Some high/low points:

– playing a new 50FootWave song for the first time in a long time — “Hot Pink, Distorted”. It seems to be a ‘signature’ song already. Making a song happen in front of actual humans for the first time is a heck of a test.

– split the headstock on my red SG, right down the middle. Ugh. It fell on the stage in San Francisco with an awful karrang! noise and came up busted. It hurt to look at it. Bernie offered to “MacGiver” it (Bernie is the “MacGiver-ing” king: a twist tie, some soap and a pencil and he can work miracles!) but then decided against it. Messing with guitars is not really in our nature.

– Bernie’s learning to drive The Bus. He took over totally in San Francisco, of all places, when Billy had stuff to do in town. Heavy traffic, parallel parking, meter stress: the works. Very impressive.

– pulled my own tooth at a truck stop. Hillbilly dentistry. I was fine, except for a little wooziness; there wasn’t even that much blood. Billy was upset ’cause he thought I used his bus tools to do it, but Rob said, “You’re, like, my hero now.” That made it worth it.

– owl attack (the “Owl Qaeda” attack, as it has come to be known). On the way back to L.A. from Seattle, some goofy or maybe blind owl exploded into the driver’s side of the bus’s windshield on I-5 just south of Sacramento at 1:30a.m. and smashed the whole thing. The windshield didn’t shatter, but it was blowing around and Billy said it was “like driving while looking through a funhouse mirror”.

– the absolute animal release of Rob Ahler’s (recorded, yay!) performance at the Croc in Seattle, the last night of the tour. The man is a perfect musical creature: part virtuoso, part beast.

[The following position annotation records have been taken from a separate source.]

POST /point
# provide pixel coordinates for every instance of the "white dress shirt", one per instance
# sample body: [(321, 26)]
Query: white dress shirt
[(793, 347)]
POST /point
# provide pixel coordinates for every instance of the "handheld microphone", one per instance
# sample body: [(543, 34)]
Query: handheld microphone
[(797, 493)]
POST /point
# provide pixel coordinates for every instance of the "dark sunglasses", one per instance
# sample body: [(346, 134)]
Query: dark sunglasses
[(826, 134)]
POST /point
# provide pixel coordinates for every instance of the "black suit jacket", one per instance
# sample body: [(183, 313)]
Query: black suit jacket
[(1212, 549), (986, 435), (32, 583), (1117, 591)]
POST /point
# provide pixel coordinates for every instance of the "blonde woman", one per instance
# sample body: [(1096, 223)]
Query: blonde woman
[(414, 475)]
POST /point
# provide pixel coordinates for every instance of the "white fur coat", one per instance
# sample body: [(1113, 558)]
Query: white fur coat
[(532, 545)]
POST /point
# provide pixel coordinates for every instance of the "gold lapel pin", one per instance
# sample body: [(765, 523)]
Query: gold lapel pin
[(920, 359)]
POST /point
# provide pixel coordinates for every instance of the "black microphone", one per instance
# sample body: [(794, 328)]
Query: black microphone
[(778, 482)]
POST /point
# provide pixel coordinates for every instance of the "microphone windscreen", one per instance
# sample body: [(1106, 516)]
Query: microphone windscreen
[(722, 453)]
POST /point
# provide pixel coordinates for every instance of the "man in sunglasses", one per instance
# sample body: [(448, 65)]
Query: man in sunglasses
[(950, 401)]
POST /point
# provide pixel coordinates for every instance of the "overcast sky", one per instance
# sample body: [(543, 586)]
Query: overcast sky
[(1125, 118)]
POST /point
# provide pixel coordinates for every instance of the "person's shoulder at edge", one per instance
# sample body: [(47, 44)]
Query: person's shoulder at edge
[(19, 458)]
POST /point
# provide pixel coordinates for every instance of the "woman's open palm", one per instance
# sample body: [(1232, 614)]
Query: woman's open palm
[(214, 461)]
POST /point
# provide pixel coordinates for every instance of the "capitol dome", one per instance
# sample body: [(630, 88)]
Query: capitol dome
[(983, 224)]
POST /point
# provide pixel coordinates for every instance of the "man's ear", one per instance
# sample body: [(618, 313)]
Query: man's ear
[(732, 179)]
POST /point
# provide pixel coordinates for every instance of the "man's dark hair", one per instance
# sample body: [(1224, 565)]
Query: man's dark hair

I was with sleeping Bodhi and when Rob and Amy left the bus Saturday night and didn’t get to say goodbye to them or tell them I love them before Johnnie’s memorial service. Her death is a tragedy, but I know a greater tragedy would have been Rob and his mother never getting to know each other. They had a few special years together, years that changed both of them.

The morning after we left Seattle, I drew a picture of an empty house for Bodhi, then handed him the pen and let him fill in the windows. He drew three scribbles and a blob. I pointed to a scribble and asked him what it was.
“Water.”
“And this?”
“More water.”
“How about this one?”
“It’s water, Mama.”
“Oh.” I pointed to the blob, “What about this one?”
“That is a sad octopus.”
“Really. Why is the octopus sad?”
Bodhi sighed. “He’s supposed to be sad.” He squinted at me, like he wasn’t sure I was ready for this piece of information. “See, Mama?” he held the picture up to my face. “Tomorrow he can swim to happy.”